RARE Daily

Regeneron’s Experimental Gene Therapy Restores Hearing to Normal Level in Deaf Child

May 8, 2024

Rare Daily Staff

Regeneron Pharmaceuticals said its experimental gene therapy DB-OTO improved hearing to normal levels within 24 weeks in a child dosed at 11 months of age.

A second child dosed at age 4 showed initial hearing improvements six weeks after dosing. In the trial, both children received a single intracochlear injection of DB-OTO in one ear. The surgical procedure leverages the same approach used for cochlear implants, which is amenable for use in young infants.
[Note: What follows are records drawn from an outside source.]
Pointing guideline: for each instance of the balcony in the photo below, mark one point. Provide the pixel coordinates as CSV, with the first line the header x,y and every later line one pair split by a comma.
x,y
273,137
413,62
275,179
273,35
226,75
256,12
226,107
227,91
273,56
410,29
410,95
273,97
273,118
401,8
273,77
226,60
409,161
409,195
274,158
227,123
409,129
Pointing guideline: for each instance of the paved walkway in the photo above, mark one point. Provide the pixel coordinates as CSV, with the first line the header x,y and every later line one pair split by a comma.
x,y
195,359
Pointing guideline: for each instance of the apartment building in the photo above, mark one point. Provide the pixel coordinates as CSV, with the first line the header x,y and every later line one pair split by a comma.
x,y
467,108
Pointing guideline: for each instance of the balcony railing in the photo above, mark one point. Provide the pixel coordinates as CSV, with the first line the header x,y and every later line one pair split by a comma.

Both children were born with profound genetic deafness due to variants of the otoferlin gene, and the child dosed at 11 months of age is one of the youngest in the world to receive a gene therapy for genetic deafness.

The results are from the ongoing phase 1/2 CHORD trial, which is currently enrolling infants and children and were detailed during an oral presentation at the American Society of Gene and Cell Therapy annual conference.

Congenital deafness is a significant unmet medical need that affects approximately 1.7 out of every 1,000 children born in the United States. Although approximately half of these cases have genetic causes, otoferlin-related hearing loss is ultra-rare. This specific condition is caused by variants in the otoferlin gene, which impairs the production of the OTOF protein that is critical for the communication between the sensory cells of the inner ear and the auditory nerve. While hearing aids and cochlear implants can amplify sound to improve hearing for individuals with a range of hearing loss, these devices do not currently restore the full spectrum of sound.

DB-OTO is an experimental cell-selective, adeno-associated virus gene therapy designed to provide durable, physiological hearing to individuals with profound, congenital hearing loss caused by variants of the otoferlin gene. The treatment aims to deliver a working copy to replace the faulty otoferlin gene using a modified, non-pathogenic virus that is delivered via an injection into the cochlea under general anesthesia.

In this gene therapy, the newly introduced otoferlin gene is under the control of a proprietary cell-specific Myo15 promoter, which is intended to restrict expression only to inner hair cells that normally express otoferlin.

DB-OTO received Orphan Drug, Rare Pediatric Disease and Fast Track designations from the U.S. Food and Drug Administration and Orphan Drug designation was granted by the European Medicines Agency.

The CHORD trial is a phase 1/2 first-in-human, multicenter, open-label trial to evaluate the safety, tolerability, and preliminary efficacy of DB-OTO in infants, children and adolescents with otoferlin variants.

Hearing improvements were assessed by pure tone audiometry (PTA) and auditory brainstem response (ABR). PTA is considered by auditory experts to be the gold standard measurement of hearing and is measured through behavioral confirmation of sound, such as turning the head towards sound, emitted at different intensity levels. ABR corroborates these behavioral responses, serving as an objective confirmation of hearing function, by measuring electrical brainstem responses to sound emitted at different decibels.

At baseline, both participants had no behavioral or electrophysiological responses at maximum sound levels. Following treatment with DB-OTO, both children showed auditory responses at the first efficacy assessment of four weeks.

Both the surgical procedure (delivery and post-operation) and DB-OTO were well tolerated, and there were no related adverse events or serious adverse events following treatment.

“The opportunity of providing the full complexity and spectrum of sound in children born with profound genetic deafness is a phenomenon I did not expect to see in my lifetime,” said Lawrence Lustig, Chair of Columbia University’s Department of Otolaryngology – Head & Neck Surgery and a clinical trial investigator. “These impressive results showcase the revolutionary promise of DB-OTO as a potential treatment for otoferlin-related deafness.”